There are days and even moments that can completely change the way you see the world forever after. When that chess piece (a rook) missed me and hit the thick glass window with a loud “thwack” kids either scattered or crouched under the chess tables because they believed that the loud, unexpected sound and the open blinds meant an attack.
Today, three years later, the chess room is packed and ever since the Norfolk Sheriff’s Department agreed to have its officers come and learn chess from grade-schoolers and be mentors, nobody’s afraid anymore. We are the neighborhood safe harbor for people ages 4 to senior citizen.
In the wake of the Boston bombings and multiple shoot-outs with suspects in normally quiet suburban communities, I can’t help but think about kids in cities nationwide coping with ongoing violence-related risk daily.
Kids have plenty of challenges just growing up in the modern world, but one age-old issue we see regularly in our chess program is kids coping daily with the fallout from a close relative involved in criminal activity.
The glue that I use to hold these kids together and stick them back into society is mentoring and a board game. Our mentors are an eclectic group because I tend to seek out mentors to fit the special needs of each child with whom we work. We recruit police to play chess with little girls who are afraid and think nobody can protect them. College students pair with kids who think going to college is impossible.
The inspiration to do that kind of pairing came four years ago when the former superintendant of schools in Norfolk asked if we would try using chess to help some “at-risk” kids at an elementary school. These kids were all failing in school and not doing much better in life.
One boy still stands out in my mind because he was bent on following in his older brother’s footsteps all the way into a gang, wreaking havoc in the community via violent acts, and onward to prison.
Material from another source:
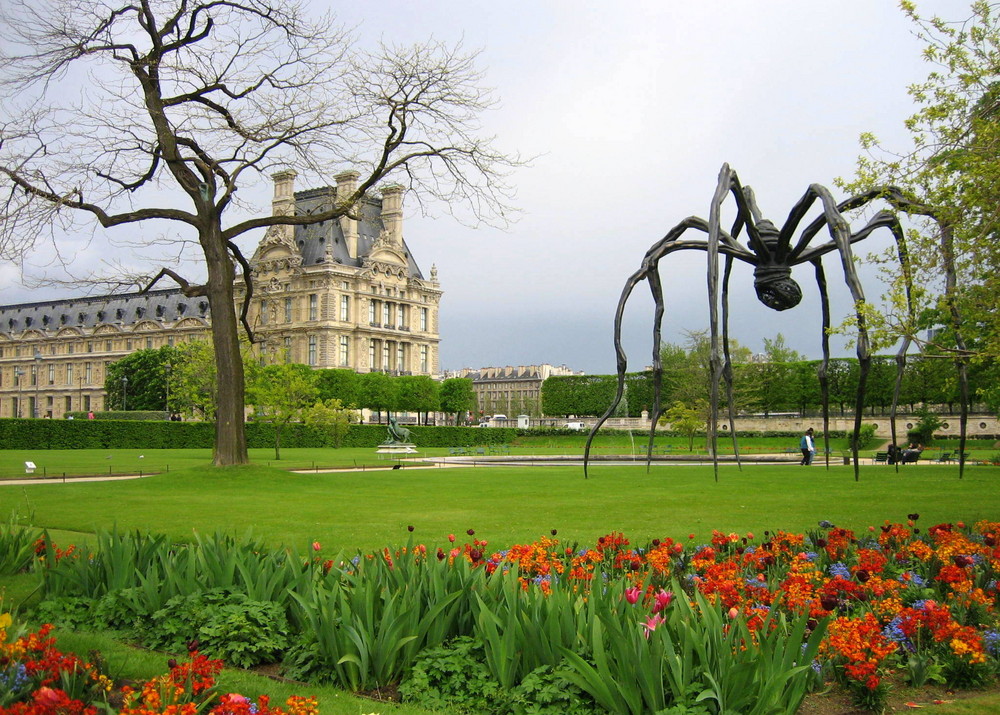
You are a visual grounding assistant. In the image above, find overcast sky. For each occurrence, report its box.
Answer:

His older brother, who was actually in jail at that time, was the sun and stars to the younger brother. In the younger brother’s eyes, his incarcerated sibling could do no wrong, even though he never did what we would consider the right things in life.
Socially the younger boy was a train wreck. Among his friends he was the big man on the elementary school campus, bullying and causing upset. To teachers he was a chubby, sullen mute. He never spoke in class, or to any teacher.
I noticed this boy always wore a Giants jersey or cap. One day I was fortunate enough to run into former New York Giant Derek Allen who had just moved to town. A friend introduced us, and I told him about the boy and chess. Turns out Derek loves chess and he came to a session with a player card of himself that showed him in full Giants uniform with the team.
At the end of the session the boy Giant was smiling, laughing and talking a blue streak as the principal walked in and stopped in her tracks in utter shock.
“That’s not the same boy,” she said. “He’s talking. Honestly, we wondered if he could speak.”
I check in on that boy occasionally, and he’s doing well now, in and out of school. He’s not playing chess anymore. It served its purpose for him. He’s also not bullying or talking about guns or how awesome it would be to go to jail, according to classmates who are still among our chess players.